UNITED NATIONS (Reuters) – The presidents of Mexico, Colombia and Guatemala all called for a vigorous global debate of anti-narcotics laws at the United Nations yesterday, raising new questions about the wisdom of the four-decade-old, US-led “war on drugs.”
Although none of the leaders explicitly called for narcotics to be legalized, they suggested at the UN General Assembly that they would welcome wholesale changes to policies that have shown scant evidence of limiting drug flows while contributing to massive violence throughout Latin America.
“It is our duty to determine – on an objective scientific basis – if we are doing the best we can or if there are better options to combat this scourge,” Colombian President Juan Manuel Santos said.

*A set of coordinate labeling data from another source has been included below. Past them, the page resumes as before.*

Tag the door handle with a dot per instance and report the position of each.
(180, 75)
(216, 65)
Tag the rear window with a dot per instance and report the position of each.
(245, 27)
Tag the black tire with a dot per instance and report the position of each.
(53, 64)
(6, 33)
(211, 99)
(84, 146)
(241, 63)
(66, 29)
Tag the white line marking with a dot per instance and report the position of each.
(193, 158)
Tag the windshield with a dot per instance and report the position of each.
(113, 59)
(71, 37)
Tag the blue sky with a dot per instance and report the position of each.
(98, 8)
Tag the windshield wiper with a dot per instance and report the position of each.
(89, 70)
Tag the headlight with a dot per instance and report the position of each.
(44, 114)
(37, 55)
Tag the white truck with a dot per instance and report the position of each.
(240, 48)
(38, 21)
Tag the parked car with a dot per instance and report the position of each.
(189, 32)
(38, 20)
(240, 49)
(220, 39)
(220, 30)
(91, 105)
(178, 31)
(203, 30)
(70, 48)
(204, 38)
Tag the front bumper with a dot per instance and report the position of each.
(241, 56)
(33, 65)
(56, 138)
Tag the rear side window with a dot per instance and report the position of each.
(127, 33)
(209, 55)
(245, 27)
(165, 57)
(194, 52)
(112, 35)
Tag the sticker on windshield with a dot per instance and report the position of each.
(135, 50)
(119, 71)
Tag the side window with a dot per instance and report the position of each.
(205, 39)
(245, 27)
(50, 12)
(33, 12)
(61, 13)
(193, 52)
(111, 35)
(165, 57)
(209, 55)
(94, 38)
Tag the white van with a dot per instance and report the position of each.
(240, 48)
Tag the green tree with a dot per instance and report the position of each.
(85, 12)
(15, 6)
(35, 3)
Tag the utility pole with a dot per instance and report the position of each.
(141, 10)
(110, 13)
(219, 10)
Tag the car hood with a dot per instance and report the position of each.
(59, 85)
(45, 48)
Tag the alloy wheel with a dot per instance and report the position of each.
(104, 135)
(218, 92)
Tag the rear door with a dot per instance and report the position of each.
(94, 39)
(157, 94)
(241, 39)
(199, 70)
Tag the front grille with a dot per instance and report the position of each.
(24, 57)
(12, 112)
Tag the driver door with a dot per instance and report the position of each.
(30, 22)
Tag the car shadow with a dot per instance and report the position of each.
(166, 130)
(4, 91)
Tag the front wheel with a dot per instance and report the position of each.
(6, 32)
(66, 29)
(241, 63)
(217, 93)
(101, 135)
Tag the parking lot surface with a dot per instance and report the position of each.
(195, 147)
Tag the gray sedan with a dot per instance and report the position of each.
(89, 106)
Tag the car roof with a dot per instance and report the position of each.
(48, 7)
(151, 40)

Mexican President Felipe Calderon, who leaves office on Dec 1 after spending much of his presidency locked in a bloody battle with drug-smuggling gangs, called on the United Nations to lead a global debate over a less “prohibitionist” approach to drugs.
Guatemala’s President Otto Perez Molina echoed Calderon’s call and went even further, saying that “the basic premise of our war against drugs has proved to have serious shortcomings.”
The speeches, which were a few hours apart, constituted some of the most public challenges to date of anti-drug policies that have been mostly unchanged since the 1970s.
Mexico and Colombia are two of Washington’s firmest allies in Latin America and both work closely with US anti-drug efforts.
While the subject of legalization was discussed at an Americas-wide summit in Colombia attended by US President Barack Obama earlier this year, raising the once-taboo subject at the 193-nation meeting in New York amounts to an escalation of the debate.
Obama has ruled out any major changes to drug laws, but some US diplomats privately concede that the consensus around Latin America is clearly swinging against the status quo, and that some degree of change is imminent.
All three leaders were careful to say they were not proposing giving in to smuggling gangs that have made Latin America one of the world’s most violent regions. Mexico has been particularly hard hit in recent years, with an estimated 60,000 people killed in drug-related violence during Calderon’s six-year term as he attempted to crack down on cartels.
“We won’t cede an inch” to the gangs, Calderon said.
Calderon and Santos have suggested on other occasions that they might be open to legalization of narcotics if that helped reduce violence.
Colombia remains one of the world’s biggest producers of cocaine despite a decade of US-sponsored eradication efforts, while Mexico has seen unprecedented violence as a transit point for drugs into the United States, the world’s biggest consumer of narcotics.
An influential group of former Latin American leaders including Brazilian ex-President Fernando Henrique Cardoso has openly advocated decriminalization of some drugs as a way to reduce violence.
The small, relatively prosperous South American nation of Uruguay has gone the furthest, sending a bill to Congress last month that would allow the state to grow and sell marijuana.
In his comments yesterday, Santos described the debate over drug policy as “a discussion that the world has avoided for many years, and one we hope will produce concrete results.”